Like the shimmer of sun upon the sea.

Just as I feel free

The moon casts your face upon the sill.

Each time I forget you

Your eyes haunt my heart and it falls still.

And so farewell

Until the next time you come,

Until at last I do not see you.”

The next morning before dawn, Kya sat up in her porch bed and breathed the rich scents of the marsh into her heart. As faint light filtered into the kitchen, she cooked herself some grits, scrambled eggs, and biscuits, as light and fluffy as Ma’s. She ate every bite. Then, as the sun rose, she rushed to her boat and chugged across the lagoon, dipping her fingers into the clear, deep water.

Churning through the channel, she spoke to the turtles and egrets and lifted her arms high above her head. Home. “I’ll collect all day, anything I want,” she said. Deeper in her mind was the thought that she might see Tate. Maybe he’d be working nearby and she’d come across him.

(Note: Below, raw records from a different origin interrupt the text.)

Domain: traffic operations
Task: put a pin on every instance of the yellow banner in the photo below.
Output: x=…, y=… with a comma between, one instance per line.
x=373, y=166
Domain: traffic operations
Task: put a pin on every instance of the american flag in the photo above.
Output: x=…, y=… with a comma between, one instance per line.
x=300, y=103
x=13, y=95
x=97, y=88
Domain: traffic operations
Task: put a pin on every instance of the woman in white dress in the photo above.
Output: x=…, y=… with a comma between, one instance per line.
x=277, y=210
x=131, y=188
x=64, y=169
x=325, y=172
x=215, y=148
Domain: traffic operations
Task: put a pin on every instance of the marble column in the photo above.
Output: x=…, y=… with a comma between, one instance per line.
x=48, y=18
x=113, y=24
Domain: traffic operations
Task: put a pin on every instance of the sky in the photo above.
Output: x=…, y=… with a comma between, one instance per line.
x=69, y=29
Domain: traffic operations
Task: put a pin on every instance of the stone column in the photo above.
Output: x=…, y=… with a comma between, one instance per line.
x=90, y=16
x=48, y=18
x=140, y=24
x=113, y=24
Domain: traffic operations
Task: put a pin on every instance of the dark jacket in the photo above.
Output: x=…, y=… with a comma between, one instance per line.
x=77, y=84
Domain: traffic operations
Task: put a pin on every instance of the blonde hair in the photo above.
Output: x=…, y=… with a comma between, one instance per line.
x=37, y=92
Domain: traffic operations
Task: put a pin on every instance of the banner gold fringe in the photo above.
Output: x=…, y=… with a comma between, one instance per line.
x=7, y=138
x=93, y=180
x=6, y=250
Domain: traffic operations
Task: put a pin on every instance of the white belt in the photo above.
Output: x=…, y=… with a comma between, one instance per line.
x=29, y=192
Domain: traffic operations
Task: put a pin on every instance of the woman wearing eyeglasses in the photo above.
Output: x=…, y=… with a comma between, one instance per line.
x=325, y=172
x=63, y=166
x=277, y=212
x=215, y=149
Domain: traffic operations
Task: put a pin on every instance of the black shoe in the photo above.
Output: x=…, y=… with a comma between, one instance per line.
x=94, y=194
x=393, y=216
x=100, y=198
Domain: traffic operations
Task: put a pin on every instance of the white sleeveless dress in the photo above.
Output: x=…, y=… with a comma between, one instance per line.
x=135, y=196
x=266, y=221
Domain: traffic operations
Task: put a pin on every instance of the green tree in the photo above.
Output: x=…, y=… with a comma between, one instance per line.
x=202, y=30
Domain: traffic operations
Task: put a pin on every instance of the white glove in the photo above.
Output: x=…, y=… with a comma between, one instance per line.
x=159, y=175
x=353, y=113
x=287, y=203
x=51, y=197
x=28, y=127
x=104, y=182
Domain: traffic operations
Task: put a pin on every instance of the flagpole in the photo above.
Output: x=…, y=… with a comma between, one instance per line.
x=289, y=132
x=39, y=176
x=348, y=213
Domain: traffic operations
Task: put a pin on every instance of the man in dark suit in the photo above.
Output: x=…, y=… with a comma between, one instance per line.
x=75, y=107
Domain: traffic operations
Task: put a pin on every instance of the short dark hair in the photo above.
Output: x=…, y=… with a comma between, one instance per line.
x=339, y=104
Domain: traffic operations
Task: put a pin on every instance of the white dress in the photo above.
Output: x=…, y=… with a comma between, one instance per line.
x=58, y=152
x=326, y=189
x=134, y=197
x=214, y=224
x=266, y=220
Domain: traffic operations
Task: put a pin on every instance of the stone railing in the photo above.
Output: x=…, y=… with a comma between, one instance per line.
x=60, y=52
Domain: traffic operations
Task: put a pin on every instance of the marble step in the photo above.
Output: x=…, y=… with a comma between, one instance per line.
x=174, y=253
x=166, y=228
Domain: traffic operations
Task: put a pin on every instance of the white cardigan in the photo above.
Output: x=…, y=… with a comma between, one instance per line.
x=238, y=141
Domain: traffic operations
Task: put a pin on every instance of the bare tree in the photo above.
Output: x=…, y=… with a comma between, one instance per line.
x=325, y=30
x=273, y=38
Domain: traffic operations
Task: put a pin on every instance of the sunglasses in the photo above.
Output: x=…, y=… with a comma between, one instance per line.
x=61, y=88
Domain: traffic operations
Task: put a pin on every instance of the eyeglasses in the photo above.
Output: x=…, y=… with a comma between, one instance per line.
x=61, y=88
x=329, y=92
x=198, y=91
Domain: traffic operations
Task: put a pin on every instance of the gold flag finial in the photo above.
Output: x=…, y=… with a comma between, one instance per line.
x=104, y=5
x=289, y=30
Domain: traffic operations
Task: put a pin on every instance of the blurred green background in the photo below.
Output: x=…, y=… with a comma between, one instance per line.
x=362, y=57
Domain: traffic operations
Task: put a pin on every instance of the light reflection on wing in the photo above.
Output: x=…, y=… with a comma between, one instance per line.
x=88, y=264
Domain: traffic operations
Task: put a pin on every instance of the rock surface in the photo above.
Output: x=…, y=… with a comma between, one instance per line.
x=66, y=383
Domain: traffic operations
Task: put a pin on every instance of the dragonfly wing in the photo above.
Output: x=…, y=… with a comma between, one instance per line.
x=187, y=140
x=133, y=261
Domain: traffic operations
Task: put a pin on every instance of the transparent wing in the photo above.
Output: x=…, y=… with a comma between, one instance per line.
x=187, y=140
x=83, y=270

She could invite him back to the shack to share the chicken pie Jodie had baked.

• • •

LESS THAN A MILE AWAY, Tate waded through shallow water, dipping samples in tiny vials. A wake of gentle ripples fanned out from each step, from each dip. He planned to stay near Kya’s place. Maybe she’d boat out into the marsh, and they’d meet. If not, he’d go to her shack that evening. He hadn’t decided exactly what he’d say to her, but kissing some sense into her came to mind.

In the distance an angry engine roared, higher-pitched and much louder than a motorboat—defeating the soft sounds of the marsh. He tracked the noise as it moved in his direction, and suddenly one of those new airboats, which he hadn’t seen, raced into view. It glided and gloated above the water, above even the grasses, sending behind a fantail of spray. Emitting the noise of ten sirens.